Small-molecule refinement programs also apply restraints to the displacement parameters. The SIMU command of SHELX restrains the axes of the anisotropic displacement parameters of bonded atoms to be similar. This approach has been applied to a number of very high resolution macromolecular refinements.

Large B factors do not represent large thermal motions of the atom but rather a distribution of positions occupied by the atom over time or in different unit cells of the crystal. The line between describing atoms with large B factors as distributed about a single point or several points (disordered atoms) is sometimes blurred. At some point, the disorder can become resolved into alternative positions or the atoms disappear from the observable electron density. There are two kinds of disorder that can be easily modelled if data are available to sufficient resolution:

(1) Static disorder describes the situation in which portions of the structure have a small number of possible alternative conformations. The atoms in any given unit cell are in only one of the possible conformations, but different cells may have different conformations. Since the diffraction experiment averages the structure over all unit cells in the X-ray beam, the observations correspond to an average structure in which each conformation is weighted according to the fraction of the unit cells containing that conformation. The normal bond-length and angle restraints apply to each conformation, and the fractional occupancy of all conformations should sum to 1.0.
(2) Dynamic disorder describes the situation in which portions of the structure are not in fixed positions. This form of disorder is frequently encountered in amino-acid side chains on the molecular surface. The electrons are spread over a sufficiently large volume that the average electron density is very low and the atoms are essentially invisible to X-rays. In such cases, the best model is to simply omit the atoms from the diffraction calculation. They are commonly placed in the model in plausible positions according to molecular geometry, but this can be misleading to people using the coordinate set. If the atoms are included in the model, the atomic displacement parameters generally become very large, and this may be an acceptable flag for dynamic disorder. The hazard with this procedure is that including these atoms in the model provides additional parameters to conceal any error signal in the data that might relate to problems elsewhere in the model.

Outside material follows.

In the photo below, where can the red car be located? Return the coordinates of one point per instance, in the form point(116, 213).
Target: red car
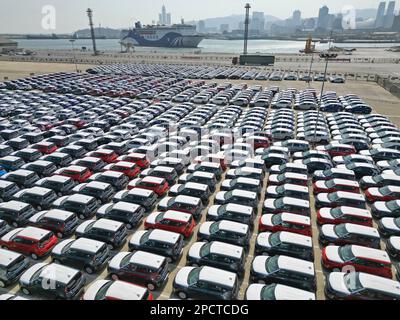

At high resolution, it is sometimes possible to model the correlated motion of atoms in rigid groups by a single tensor that describes translation, libration and screw. This is rarely done for macromolecules at present, but may be an extremely accurate way to model the behaviour of the molecules. The recent development of efficient anisotropic refinement methods for macromolecules by Murshudov et al. (1999 ) will undoubtedly produce a great deal more information about the modelling of dynamic disorder and anisotropy in macromolecular structures.

Macromolecular crystals contain between 30 and 70% solvent , mostly amorphous. The diffraction is not accurately modelled unless this solvent is included (Tronrud, 1997 ). The bulk solvent is generally modelled as a continuum of electron density with a high atomic displacement parameter. The high displacement parameter blurs the edges, so that the contribution of the bulk solvent to the scattering is primarily at low resolution. Nevertheless, it is important to include this in the model for two reasons. First, unless the bulk solvent is modelled, the low-resolution structure factors cannot be used in the refinement. This has the unfortunate effect of rendering the refinement of all of the atomic displacement parameters ill-determined. Second, omission or inaccurate phasing of the low-resolution reflections tends to produce long-wavelength variations in the electron-density maps, rendering them more difficult to interpret. In some regions, the maps can become overconnected, and in others they can become fragmented.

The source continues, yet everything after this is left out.